Researchers say the metal may be just the first of many groundbreaking manufacturing materials. That's because they've invented a new technique for infusing metals without nanoparticles without hurting the metal's structural integrity.
After processing, researchers tested the magnesium, newly infused with a dense, even spread of nanoparticles. The new material showed improved strength, stiffness, plasticity and durability under high temperatures.
Previous research showed ceramic nanoparticles have a tendency to clump together when added to metals, making them stronger but weakening their plasticity. Researchers solved this problem by dispersing the nanoparticles in a molten magnesium zinc alloy.
The researchers’ new silicon carbide-infused magnesium demonstrated record levels of specific strength — how much weight a material can withstand before breaking — and specific modulus — the material’s stiffness-to-weight ratio. It also showed superior stability at high temperatures.
Ceramic particles have long been considered as a potential way to make metals stronger. However, with microscale ceramic particles, the infusion process results in a loss of plasticity.
Nanoscale particles, by contrast, can enhance strength while maintaining or even improving metals’ plasticity. But nanoscale ceramic particles tend to clump together rather than dispersing evenly, due to the tendency of small particles to attract one other.
However, nanoscale ceramic particles tend to clump together rather than dispersing evenly, due to the tendency of small particles to attract one other.
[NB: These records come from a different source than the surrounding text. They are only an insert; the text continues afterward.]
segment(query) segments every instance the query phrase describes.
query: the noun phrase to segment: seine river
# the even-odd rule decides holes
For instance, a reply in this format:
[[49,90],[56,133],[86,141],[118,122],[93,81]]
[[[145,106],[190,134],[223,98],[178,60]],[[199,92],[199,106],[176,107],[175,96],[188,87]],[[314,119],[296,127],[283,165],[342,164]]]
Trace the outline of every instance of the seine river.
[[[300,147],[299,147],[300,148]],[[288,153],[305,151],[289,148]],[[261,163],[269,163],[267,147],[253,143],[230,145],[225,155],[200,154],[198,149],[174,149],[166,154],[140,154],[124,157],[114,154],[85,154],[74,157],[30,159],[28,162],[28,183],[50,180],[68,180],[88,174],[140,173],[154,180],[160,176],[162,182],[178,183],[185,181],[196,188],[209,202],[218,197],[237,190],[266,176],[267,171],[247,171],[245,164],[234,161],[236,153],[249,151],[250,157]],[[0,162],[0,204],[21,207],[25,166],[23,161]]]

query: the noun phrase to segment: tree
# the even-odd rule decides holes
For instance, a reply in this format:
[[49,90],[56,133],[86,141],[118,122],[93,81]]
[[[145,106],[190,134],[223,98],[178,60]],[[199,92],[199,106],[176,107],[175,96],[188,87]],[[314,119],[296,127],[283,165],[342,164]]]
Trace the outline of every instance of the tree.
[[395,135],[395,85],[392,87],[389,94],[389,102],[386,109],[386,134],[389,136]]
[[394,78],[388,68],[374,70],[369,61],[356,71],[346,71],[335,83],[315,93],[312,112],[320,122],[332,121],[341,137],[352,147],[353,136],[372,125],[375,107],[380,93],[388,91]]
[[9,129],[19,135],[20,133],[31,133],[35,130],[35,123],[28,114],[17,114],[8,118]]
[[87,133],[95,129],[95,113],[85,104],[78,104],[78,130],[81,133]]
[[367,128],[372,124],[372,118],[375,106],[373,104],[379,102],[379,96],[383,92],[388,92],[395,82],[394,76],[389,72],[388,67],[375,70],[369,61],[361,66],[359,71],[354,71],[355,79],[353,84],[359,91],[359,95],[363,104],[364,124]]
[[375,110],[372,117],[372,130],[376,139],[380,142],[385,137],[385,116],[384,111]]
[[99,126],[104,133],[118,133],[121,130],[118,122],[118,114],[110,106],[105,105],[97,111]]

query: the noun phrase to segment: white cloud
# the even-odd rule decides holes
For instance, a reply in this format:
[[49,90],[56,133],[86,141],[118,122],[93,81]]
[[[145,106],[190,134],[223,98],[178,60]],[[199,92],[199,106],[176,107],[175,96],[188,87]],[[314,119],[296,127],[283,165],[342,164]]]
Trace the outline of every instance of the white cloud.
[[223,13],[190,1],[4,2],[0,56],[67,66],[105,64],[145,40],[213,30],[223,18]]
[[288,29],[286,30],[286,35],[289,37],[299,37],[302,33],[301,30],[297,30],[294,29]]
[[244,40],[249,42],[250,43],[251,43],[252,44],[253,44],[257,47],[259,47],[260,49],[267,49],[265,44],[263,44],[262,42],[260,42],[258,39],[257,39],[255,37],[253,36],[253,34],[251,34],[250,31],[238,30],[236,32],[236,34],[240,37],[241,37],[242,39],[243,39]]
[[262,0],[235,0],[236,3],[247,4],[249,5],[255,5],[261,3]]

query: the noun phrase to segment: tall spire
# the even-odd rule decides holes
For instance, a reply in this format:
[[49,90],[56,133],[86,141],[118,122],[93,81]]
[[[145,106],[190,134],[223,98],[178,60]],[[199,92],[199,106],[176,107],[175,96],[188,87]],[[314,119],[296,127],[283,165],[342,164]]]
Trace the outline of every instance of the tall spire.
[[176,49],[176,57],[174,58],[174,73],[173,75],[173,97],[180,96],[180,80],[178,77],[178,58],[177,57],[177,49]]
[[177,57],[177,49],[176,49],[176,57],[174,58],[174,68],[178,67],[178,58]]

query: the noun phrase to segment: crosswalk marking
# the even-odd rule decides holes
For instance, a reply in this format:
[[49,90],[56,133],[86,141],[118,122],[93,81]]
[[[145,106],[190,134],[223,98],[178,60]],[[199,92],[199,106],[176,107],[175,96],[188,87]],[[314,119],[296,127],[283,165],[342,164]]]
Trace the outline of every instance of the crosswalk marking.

To counteract this issue, researchers dispersed the particles into a molten magnesium zinc alloy. The newly discovered nanoparticle dispersion relies on the kinetic energy in the particles’ movement.
The paper’s other authors from UCLA include Jia-Quan Xu, a graduate student in materials science and engineering; Marta Pozuelo, an assistant development engineer; and Jenn-Ming Yang, professor of materials science and engineering.
The other authors on the paper are Hongseok Choi, of Clemson University; Xiaolong Ma, of North Carolina State University; Sanjit Bhowmick of Hysitron, Inc. of Minneapolis; and Suveen Mathaudhu of UC Riverside.
The new metal (more accurately called a metal nanocomposite) is about 14 percent silicon carbide nanoparticles and 86 percent magnesium. The researchers noted that magnesium is an abundant resource and that scaling up its use would not cause environmental damage.